Please welcome today's guest blogger, author Lisa Turner, whose newest novel The Gone Dead Train went on sale this week! The book, a riveting Southern gothic mystery set in Memphis, details how detective Billy Able is thrown into a vortex of bizarre murders, Santeria voodoo, flawed heroes, a damning photograph, and a stunning betrayal by a civil rights icon. Today, Lisa shares the inspiration behind the book's haunting title.
It’s hard to find the core of a story when the phone’s ringing and everyone around has needs. But I’ve learned to trust my process, letting ideas float in to me from the ether. When I finally hear my story’s voice, my vision clears, and I know I’m about to be handed a gift. The title of my second novel, The Gone Dead Train, came out of my curiosity and a close encounter with a tornado.
The atmospherics in Memphis—terrific electrical storms, the summer heat, and the city’s music, mostly the blues, play a large part in my writing. Then there are the trains, always the trains. It’s no coincidence that bluesmen and trains run throughout The Gone Dead Train.

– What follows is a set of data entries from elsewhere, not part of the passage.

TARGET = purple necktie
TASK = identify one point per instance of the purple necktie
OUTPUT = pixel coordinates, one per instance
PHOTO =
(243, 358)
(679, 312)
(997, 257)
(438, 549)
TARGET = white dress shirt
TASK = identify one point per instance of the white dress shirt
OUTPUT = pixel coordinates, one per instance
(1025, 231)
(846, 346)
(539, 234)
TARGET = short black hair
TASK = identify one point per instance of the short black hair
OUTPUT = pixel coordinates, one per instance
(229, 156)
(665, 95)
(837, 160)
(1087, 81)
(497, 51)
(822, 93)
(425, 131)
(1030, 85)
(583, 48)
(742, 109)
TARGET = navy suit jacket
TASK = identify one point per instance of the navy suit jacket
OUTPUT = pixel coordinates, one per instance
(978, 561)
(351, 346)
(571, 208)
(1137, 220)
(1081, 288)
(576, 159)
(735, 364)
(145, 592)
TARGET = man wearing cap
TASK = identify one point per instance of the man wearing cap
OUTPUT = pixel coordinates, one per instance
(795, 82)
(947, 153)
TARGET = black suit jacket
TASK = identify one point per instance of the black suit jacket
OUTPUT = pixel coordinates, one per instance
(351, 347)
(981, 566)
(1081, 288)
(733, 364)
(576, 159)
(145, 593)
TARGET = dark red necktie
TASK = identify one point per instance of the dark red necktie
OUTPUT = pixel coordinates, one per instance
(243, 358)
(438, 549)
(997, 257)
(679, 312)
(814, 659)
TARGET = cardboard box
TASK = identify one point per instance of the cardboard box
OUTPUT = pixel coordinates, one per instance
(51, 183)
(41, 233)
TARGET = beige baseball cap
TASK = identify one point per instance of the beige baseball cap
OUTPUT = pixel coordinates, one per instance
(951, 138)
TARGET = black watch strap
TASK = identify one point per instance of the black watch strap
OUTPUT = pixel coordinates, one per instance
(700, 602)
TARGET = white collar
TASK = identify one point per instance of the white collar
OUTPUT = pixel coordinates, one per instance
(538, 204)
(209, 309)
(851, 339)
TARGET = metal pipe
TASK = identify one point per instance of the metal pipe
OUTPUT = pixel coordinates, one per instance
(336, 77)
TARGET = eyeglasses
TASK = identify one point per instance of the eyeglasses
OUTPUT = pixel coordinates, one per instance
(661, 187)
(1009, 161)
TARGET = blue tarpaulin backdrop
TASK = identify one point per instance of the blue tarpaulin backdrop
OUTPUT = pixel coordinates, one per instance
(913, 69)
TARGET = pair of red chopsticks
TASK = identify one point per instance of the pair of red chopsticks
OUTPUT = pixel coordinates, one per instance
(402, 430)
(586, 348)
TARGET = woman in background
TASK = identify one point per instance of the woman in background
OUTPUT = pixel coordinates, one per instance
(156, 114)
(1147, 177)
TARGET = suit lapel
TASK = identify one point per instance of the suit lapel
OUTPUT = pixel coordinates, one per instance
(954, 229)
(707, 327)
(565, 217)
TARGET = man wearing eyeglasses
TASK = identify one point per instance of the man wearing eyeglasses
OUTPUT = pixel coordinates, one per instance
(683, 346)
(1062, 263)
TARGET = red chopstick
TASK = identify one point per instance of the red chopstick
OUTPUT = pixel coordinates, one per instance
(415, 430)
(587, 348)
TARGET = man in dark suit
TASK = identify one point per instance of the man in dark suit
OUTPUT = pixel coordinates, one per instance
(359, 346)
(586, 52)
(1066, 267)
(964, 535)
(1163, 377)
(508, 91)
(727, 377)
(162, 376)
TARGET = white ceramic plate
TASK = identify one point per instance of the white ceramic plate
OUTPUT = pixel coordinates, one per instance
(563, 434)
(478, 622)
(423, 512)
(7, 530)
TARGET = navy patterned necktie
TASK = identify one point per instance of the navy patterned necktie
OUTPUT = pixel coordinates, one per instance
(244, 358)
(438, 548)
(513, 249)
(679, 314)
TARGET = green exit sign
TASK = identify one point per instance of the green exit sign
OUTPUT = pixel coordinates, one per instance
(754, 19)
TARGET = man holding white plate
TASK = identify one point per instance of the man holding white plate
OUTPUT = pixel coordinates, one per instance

A network of railroad tracks carries eighty trains a day through the city. The Norfolk Southern tracks run a mile and a half from my home, so I hear the long, lonely harmonics of train whistles at night when the house is still and my mind is still. The anticipation of the silence between is as seductive to my imagination as the sound.
One morning I was sitting on the floor in my office, surrounded by books, news articles, and scratchy,
old photographs of blues players buried two decades ago. But this story was worrying me. The hard scrabble life of the Mississippi Delta bluesmen isn’t my world, and I needed a handhold on their reality. While I was sitting there thinking, the room suddenly darkened, strange since the windows had been full of light moments before. The wind picked up with a storm blowing in hard from the west across the river. Streetlights snapped on, yellow against the sky. Then the tornado sirens went off. We don’t have a basement, so I chose a book of blues lyrics meant to be read as poetry and settled in a chair far away from the windows.
The sirens wailed as the wind tore at the oak in our front yard. The book opened to a song by King Solomon Hill. A train whistle blew as I read the title, “The Gone Dead Train.” I got the chills.
“I want to go home and that train is done gone dead . . . Please help me with my fare, ‘cause I’m a travelin’ man. Boys, I can’t stay here.”
Thanks to a musician long gone from us, I had my title and an opening scene with Red Davis, a down and out New Orleans bluesman waiting at midnight for a train he would never catch.
After the storm, I learned a tree across the street had been twisted out of the ground like a corkscrew. A tornado had passed right over my head.